Comparison of outcomes based on treatment algorithms for rhabdomyosarcoma of the bladder/prostate: Combined results from the Children's Oncology Group, German Cooperative Soft Tissue Sarcoma Study, Italian Cooperative Group, and International Society of Pediatric Oncology Malignant Mesenchymal Tumors Committee
Department of Pediatric Surgery, Children's Hospital of Pittsburgh, University of Pittsburgh, Pittsburgh, PA
Department of Pediatric Surgery, Children's Hospital of Pittsburgh of UPMC, University of Pittsburgh School of Medicine, One Children's Hospital Drive, 4401 Penn Avenue, Faculty Pavilion, Room 7136, Pittsburgh, PA 15224, USA
The purpose of this study was to determine patient characteristics and outcomes for bladder/prostate (BP) rhabdomyosarcoma (RMS) using an international cohort of prospectively treated patients comparing different treatment algorithms. Data were collected from 379 patients (1979–1998) treated on protocol; Intergroup Rhabdomyosarcoma Study, IRS-IV (n = 239 patients), International Society of Pediatric Oncology Malignant Mesenchymal Tumors (MMT) Committee MMT-84 and -89 (n = 74), Italian Cooperative Group, RMS-79 and RMS-88 Studies (n = 37) or German Cooperative Soft Tissue Sarcoma Study CWS-91 protocols (n = 29). A total of 322 (85%) patients had localized embryonal RMS (ERMS) and 27 had metastatic disease. Thirty patients (21 local disease; 9 metastatic) had nonembryonal BP RMS. Patients with localized ERMS had large tumors (64% >5 cm) that were invasive (54%) with uninvolved regional lymph nodes (N0, 93%). The 5-year failure-free survival (FFS) was 75% and the overall survival (OS) was 84%, with 89% of deaths attributed to disease. Treatment failures were usually local disease recurrence (60%). Predictors of FFS included T-stage (invasiveness), size, and histology. FFS was decreased for patients not receiving initial radiotherapy but this did not translate into a decreased OS. The 21 patients with localized nonembryonal BP RMS had a FFS and OS of 47%. The 36 patients with metastatic disease were more likely to be older and had large tumors that were invasive with alveolar histology and regional lymph node involvement. The 5-year FFS and OS were 41 and 44%, respectively. In conclusion, the majority of BP RMS patients had localized ERMS with a resultant good prognosis using current treatment algorithms. There were differences in FFS between treatment protocols but this did not result in an altered OS.
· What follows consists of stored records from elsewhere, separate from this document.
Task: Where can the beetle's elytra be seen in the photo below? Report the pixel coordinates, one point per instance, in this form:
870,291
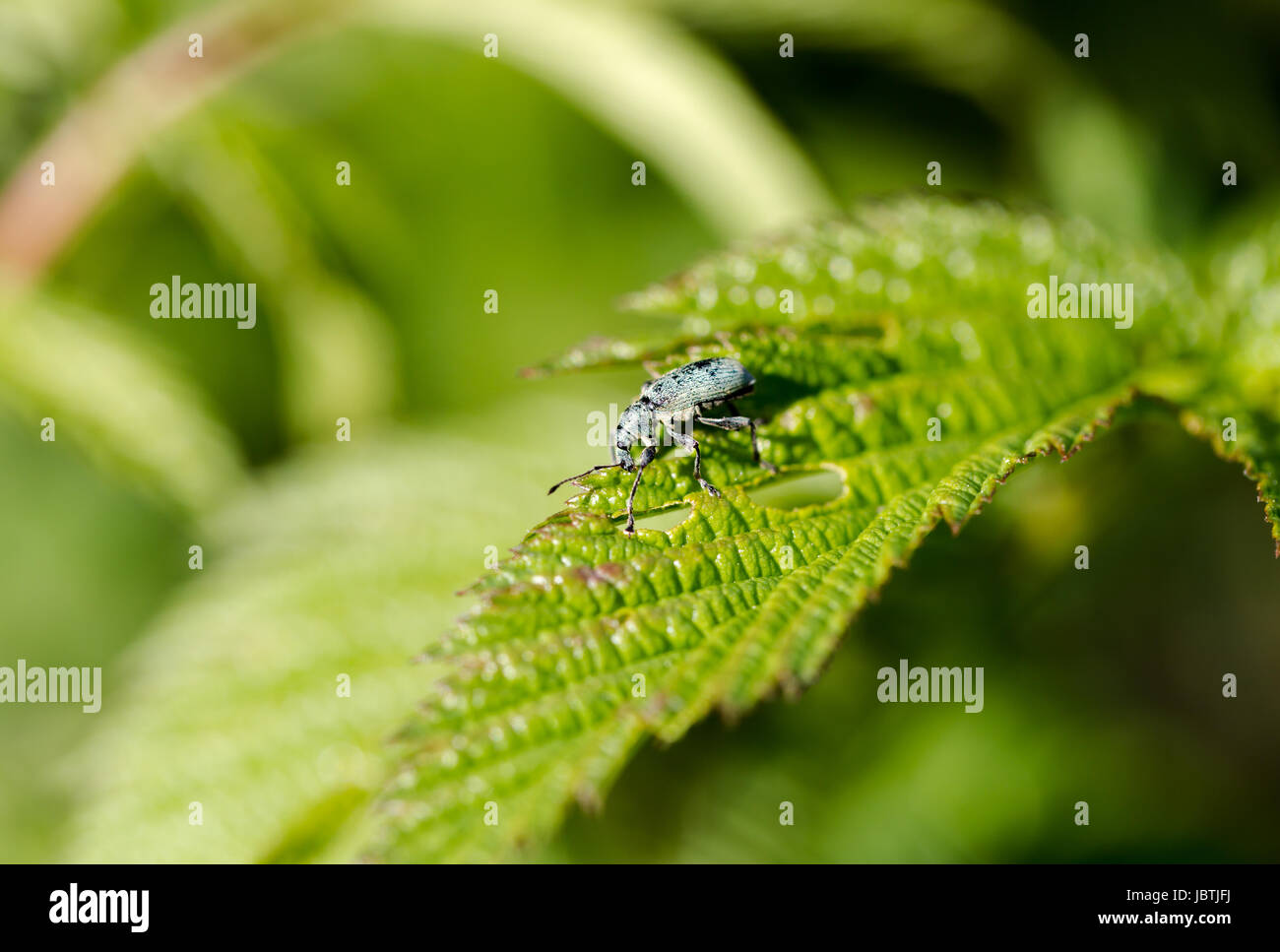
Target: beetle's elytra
676,402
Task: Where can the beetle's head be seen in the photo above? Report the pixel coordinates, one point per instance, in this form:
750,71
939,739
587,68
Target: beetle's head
634,426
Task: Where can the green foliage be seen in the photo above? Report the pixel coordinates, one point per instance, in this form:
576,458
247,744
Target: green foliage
904,323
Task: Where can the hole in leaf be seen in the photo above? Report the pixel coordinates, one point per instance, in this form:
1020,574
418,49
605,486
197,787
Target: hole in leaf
806,489
665,520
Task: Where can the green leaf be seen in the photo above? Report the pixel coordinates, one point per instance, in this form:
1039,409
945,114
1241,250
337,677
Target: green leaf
1238,409
907,321
115,397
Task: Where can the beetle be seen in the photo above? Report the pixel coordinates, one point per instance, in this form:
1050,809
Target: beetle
676,401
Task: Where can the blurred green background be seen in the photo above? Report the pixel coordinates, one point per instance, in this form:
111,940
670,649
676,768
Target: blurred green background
470,173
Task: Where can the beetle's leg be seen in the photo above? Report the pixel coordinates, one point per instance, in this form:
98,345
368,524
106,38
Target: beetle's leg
690,443
603,466
740,423
645,458
755,443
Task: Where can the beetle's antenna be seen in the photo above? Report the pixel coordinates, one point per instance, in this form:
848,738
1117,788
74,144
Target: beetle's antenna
594,469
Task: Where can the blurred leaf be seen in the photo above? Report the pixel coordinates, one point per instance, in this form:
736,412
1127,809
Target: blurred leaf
114,397
912,315
654,86
1088,154
340,563
337,350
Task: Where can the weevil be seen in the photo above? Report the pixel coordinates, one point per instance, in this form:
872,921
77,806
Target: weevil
676,401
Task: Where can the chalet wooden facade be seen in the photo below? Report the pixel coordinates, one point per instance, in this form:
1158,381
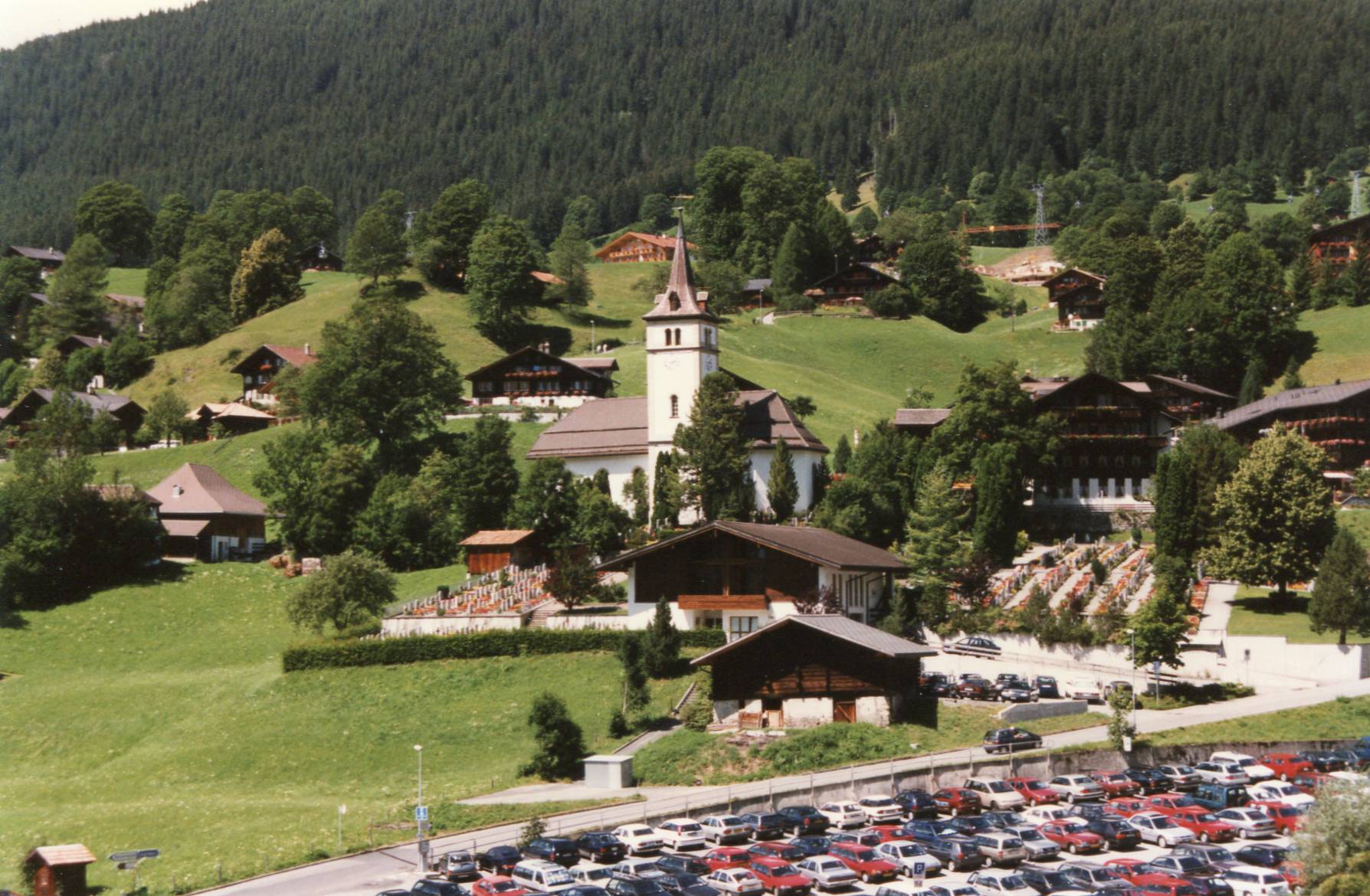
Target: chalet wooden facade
537,378
1079,298
639,247
737,576
805,670
1333,417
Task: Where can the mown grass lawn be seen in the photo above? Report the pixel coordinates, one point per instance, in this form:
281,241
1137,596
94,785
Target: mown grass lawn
156,715
687,757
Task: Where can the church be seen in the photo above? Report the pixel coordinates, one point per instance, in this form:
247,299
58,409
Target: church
624,435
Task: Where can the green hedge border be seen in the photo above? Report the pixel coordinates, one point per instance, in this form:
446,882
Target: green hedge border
500,643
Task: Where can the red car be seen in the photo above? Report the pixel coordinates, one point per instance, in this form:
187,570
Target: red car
497,885
1116,784
780,877
1034,791
865,862
1208,826
1286,765
726,858
1286,817
1170,803
1072,836
1126,806
956,802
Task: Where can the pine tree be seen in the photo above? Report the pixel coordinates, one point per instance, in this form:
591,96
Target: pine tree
782,486
267,279
1276,512
1342,594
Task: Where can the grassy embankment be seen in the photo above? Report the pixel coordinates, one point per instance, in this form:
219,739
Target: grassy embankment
156,715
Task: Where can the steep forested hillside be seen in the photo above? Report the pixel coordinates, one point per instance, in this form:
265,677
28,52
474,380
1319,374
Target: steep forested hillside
546,99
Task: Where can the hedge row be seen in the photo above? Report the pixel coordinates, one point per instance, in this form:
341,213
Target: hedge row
499,643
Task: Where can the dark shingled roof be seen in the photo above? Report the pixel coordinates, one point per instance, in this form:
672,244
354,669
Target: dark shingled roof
850,630
817,545
1293,399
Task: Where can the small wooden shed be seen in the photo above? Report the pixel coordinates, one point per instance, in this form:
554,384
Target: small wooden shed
59,870
492,550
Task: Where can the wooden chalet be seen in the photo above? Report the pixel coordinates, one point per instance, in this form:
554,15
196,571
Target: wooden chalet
492,550
126,411
850,286
206,517
639,247
261,369
1079,298
1340,243
805,670
1333,417
50,260
537,378
59,870
739,576
318,258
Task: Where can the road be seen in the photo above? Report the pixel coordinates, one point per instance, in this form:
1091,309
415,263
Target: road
368,873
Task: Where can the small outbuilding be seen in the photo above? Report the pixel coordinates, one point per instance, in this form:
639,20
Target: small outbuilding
805,670
59,870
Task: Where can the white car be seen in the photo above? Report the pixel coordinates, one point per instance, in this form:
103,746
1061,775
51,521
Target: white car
843,814
995,793
1159,829
1001,883
1076,788
1248,764
725,829
736,881
1221,773
639,839
881,809
1248,880
1250,822
1084,689
681,833
906,854
1280,792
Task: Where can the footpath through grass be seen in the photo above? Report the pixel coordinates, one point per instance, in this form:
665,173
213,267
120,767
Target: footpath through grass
687,757
156,715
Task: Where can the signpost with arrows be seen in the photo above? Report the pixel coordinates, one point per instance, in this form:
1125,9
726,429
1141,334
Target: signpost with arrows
130,859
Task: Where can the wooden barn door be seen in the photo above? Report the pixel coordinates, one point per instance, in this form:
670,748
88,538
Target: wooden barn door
844,711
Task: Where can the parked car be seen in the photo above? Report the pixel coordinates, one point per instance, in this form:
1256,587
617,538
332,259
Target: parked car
639,839
601,845
917,803
559,850
1074,788
995,793
681,833
880,809
1255,770
765,825
723,829
907,855
975,646
1001,883
1008,740
499,859
780,877
958,802
737,881
1034,791
1221,773
827,873
458,865
1159,829
803,819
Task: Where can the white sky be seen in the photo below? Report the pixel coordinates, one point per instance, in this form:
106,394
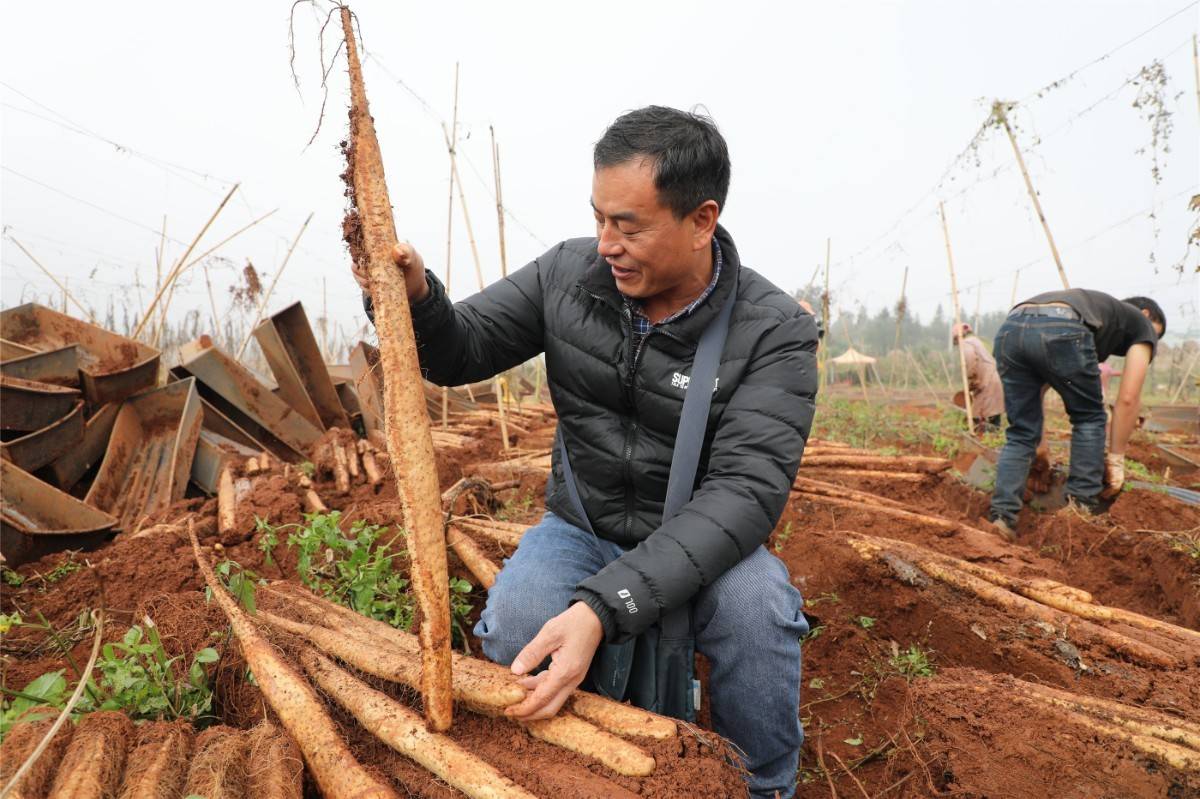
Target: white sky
840,118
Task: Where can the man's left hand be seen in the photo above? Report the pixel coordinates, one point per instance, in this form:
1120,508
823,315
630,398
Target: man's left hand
569,640
1114,475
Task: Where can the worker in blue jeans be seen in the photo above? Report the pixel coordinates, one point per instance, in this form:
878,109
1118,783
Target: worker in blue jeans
1057,340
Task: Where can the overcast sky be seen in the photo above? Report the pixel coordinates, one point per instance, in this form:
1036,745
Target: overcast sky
841,119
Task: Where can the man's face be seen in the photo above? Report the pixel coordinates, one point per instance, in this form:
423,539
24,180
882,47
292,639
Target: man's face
1158,328
649,251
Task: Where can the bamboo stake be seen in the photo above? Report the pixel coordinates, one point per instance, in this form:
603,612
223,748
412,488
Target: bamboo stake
181,264
213,302
48,274
1000,110
499,200
825,317
900,306
406,416
270,289
479,277
958,319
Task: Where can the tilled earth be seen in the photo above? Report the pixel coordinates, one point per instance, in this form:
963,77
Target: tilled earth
910,689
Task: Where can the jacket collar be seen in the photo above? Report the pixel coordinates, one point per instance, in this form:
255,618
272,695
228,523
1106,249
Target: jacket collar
599,282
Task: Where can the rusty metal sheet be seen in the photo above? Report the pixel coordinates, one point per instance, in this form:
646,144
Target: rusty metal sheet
48,444
28,404
291,350
36,518
367,384
57,367
112,367
213,454
66,470
241,390
150,452
11,349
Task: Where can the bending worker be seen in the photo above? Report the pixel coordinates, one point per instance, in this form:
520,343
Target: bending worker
983,382
623,319
1059,340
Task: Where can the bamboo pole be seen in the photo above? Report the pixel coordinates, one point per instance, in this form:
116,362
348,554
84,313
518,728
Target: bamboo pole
181,264
1000,110
406,416
958,319
66,294
825,317
454,142
270,289
479,277
900,306
499,202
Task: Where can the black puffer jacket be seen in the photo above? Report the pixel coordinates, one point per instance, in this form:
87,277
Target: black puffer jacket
618,418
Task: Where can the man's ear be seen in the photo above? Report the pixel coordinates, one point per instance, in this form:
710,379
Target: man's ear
703,221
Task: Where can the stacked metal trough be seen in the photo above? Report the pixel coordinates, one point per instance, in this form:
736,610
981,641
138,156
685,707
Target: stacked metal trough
96,434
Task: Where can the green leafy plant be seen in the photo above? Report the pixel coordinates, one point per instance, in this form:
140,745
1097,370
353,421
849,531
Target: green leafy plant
133,674
361,570
912,662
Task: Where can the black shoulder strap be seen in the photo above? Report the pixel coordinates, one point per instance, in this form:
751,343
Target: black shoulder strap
693,420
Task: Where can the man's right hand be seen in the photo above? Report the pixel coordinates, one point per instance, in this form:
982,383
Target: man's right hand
411,265
1042,472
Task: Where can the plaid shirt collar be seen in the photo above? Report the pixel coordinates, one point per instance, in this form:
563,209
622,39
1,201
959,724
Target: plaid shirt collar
642,324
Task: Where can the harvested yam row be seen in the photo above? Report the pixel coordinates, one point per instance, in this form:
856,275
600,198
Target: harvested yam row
157,764
1020,605
95,760
1048,592
484,694
869,474
274,767
507,534
1182,757
219,766
615,716
19,744
337,774
811,486
937,522
478,563
401,728
886,462
1139,720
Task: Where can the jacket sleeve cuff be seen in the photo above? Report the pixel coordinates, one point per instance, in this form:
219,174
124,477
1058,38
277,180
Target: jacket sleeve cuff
603,612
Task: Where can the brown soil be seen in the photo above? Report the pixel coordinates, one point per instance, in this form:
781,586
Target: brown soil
958,732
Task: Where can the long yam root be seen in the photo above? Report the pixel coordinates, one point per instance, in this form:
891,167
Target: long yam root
401,728
613,716
300,710
407,419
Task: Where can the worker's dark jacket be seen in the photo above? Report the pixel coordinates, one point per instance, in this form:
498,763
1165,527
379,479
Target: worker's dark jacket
618,414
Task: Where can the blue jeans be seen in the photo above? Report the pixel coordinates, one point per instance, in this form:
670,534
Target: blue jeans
748,623
1032,352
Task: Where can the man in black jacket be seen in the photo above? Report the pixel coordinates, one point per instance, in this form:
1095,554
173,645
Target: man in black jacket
618,318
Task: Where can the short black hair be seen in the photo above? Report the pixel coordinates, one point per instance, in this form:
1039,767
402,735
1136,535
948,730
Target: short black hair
691,162
1153,308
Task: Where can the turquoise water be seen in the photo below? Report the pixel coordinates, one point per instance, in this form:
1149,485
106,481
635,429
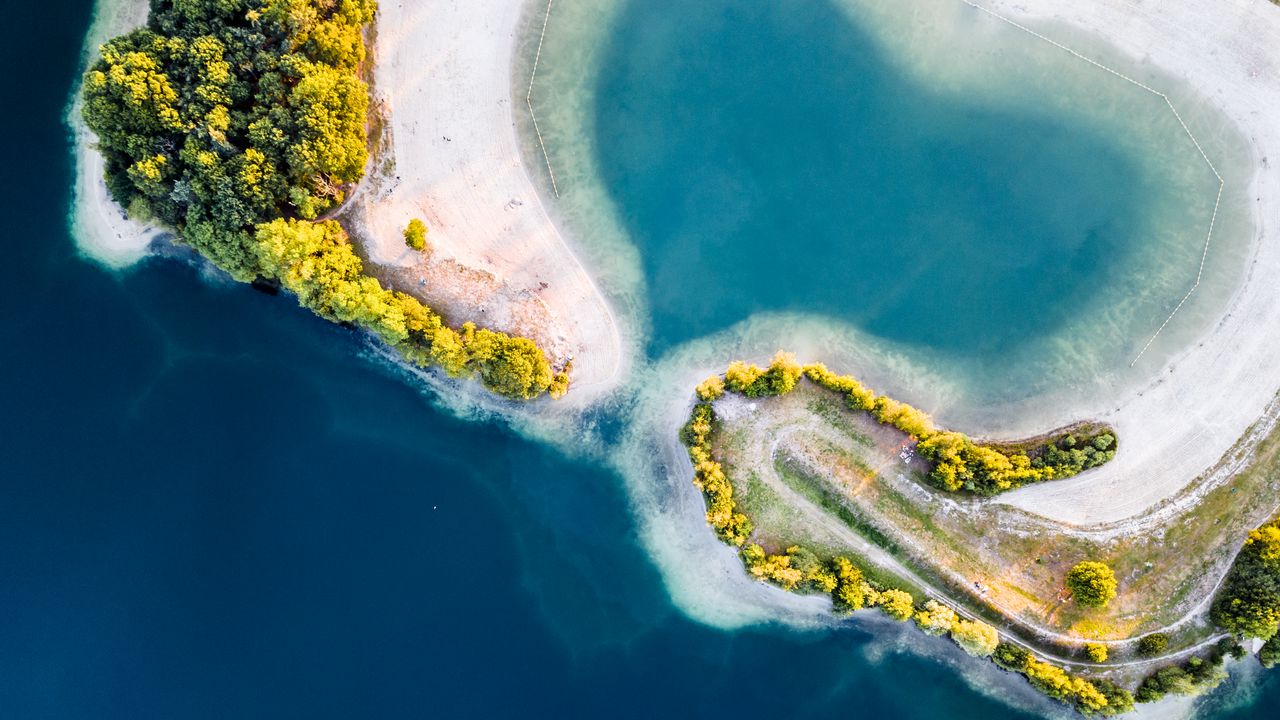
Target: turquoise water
213,505
769,151
961,201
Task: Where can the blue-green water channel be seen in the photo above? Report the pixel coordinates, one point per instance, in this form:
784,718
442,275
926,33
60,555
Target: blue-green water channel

Genitourinary rhabdomyosarcoma (RMS) accounts for ∼25% of RMS.1 In the first Intergroup Rhabdomyosarcoma Study (IRS-I; 1972–1978), most patients with bladder/prostate (BP) RMS were treated with primary pelvic exenteration, 2 years of chemotherapy and local irradiation. The overall survival (OS) for patients with nonmetastatic BP RMS on IRS-I was 78%, but only 22% of patients retained their bladders at 3 years.2, 3 As chemotherapy programs became more intensive, more patients retained the bladder and survived.4 The goals of IRS-IV were to improve the OS and failure-free survival (FFS) of patients and to improve the rate of bladder preservation, by using initial chemotherapy and delayed local therapy with radiation to avoid exenterative surgery. Tumors commonly arose in the bladder (70%), were of favorable histology (embryonal or botryoid: 80%), large (69% >5 cm), unresectable (84% group III) and invasive (56% T2). OS for nonmetastatic BP RMS was 82% and FFS was 77%. The bladder was preserved in 83% but was only functional in 55% of event-free survivors. Of all patients in the study, 40% (36/88) survived event free with apparently normal functioning bladders.5 This percentage of functioning bladders is similar to other recent series.6
Clinical trials organized by the International Society of Pediatric Oncology (SIOP) Malignant Mesenchymal Tumors Committee (MMT), the German Cooperative Soft Tissue Sarcoma Study (CWS) the and Italian Cooperative Group (ICG) have explored strategies by which the use of local therapy with radiotherapy (RT) can be modified or avoided on the basis of response to chemotherapy and conservative surgery.7 The overall objectives of these protocols were to improve treatment outcomes and to reduce the consequences of local therapy. Efforts to improve treatment outcome included evaluating early tumor response and modifying chemotherapy and dose intensification in poor responders. Systematic use of RT was avoided in patients who achieved complete local tumor control with chemotherapy, with or without surgery.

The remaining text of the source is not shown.